Theme for today: enlightenment and dissilusionment--all in one!
Went out with my old highschool TV co-anchor Dave. Yes, two Daves in my life, although not simultaneously. This Dave, I fell in love with in kindergarten, and finally got to date him for one surreal summer before we went our seperate ways for college. I knew always that we'd never work out in the long run, but in the short term . . .He's a force of ego. The county math whiz who's always been unquestionably the smartest in every academic setting. He's the only guy to honest to God flirt with me, even wink at me in class. My point? Hold on but one moment:
As far as I can tell, my current hinderances to true happiness (tongue in cheek here) are being too pretty, independent, and most of all INTIMIDATING. I ask people, why don't guys approach me if I'm as pretty as you're saying. Their answer: THEY'RE SCARED.

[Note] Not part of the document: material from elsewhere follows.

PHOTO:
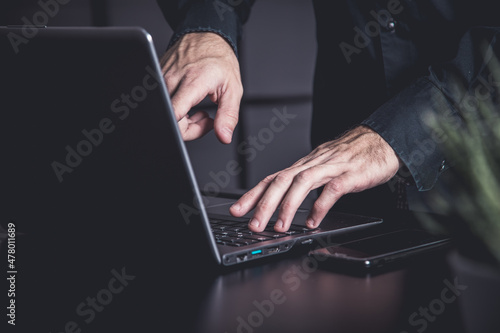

Listen folks, I'm like, 5'6". I'm a girl. I'm a *nice* girl. Up until lately, I didn't really want to hurt people. What the heck do you think I would do? Say no? Fucking wimps. Whew. Ok, better now. Just FYI, when I got winked at, i got scared. I know it's scary, yes I do. The lesson I guess to learn is: I'll have to make the first move.
Ok, but there's more to this story. Some guys think they're ok with a girl such as me. But what if they discover they aren't? How I am supposed to avoid getting hurt by that--again? I have no clue. And moreover, I'm wondering how many worthwhile guys are NOT intimidated by me.
So I went out with Dave the Ego, because I knew in him there would be hope. So, as we traced the dark and strange backroads of Wheeling--there really isn't anything better to do, I asked him. I said "Dave, do you think I'm intimidating?"
He stopped the car.
And then he started laughing. "Whaaaat?" He said. He reached over and ruffled my hair and tickled my chin, like he used to, back when things were simple and the days were warm. "Nah. You're cute and sweet and smart, but you're not intimidating." (this is paraphrasing, as i suck at remembering converstations verbatim)
"lean over this way" I told him. And I planted a kiss on his cheek. He deserved it. He made my day. Why? Because, if I already found one guy already who is wonderful, who isn't scared of me. Who doesn't think I'm too much of anything, or not enough of something else. . . then there is hope. Odds are, there's someone out there who will fit this category. Somewhere, out there, there's gotta be someone who can love me, with all the love that I always end up giving. Mom told me that when I fall in love, I fall in love with my whole heart. It's the truth. Life is too short to love half-assed. It means I end up like this, but I still don't regret loving either Dave. When I said I loved them, I meant it. And I still do.
And now, I'm talking to my---no, not mine dammit--Dave. We're floating down from being pissed at one another, to just being in this misery together. It is tragic. There are so many things we have lost, and all just because we can't change the way we feel. I want to put my brain in a jar.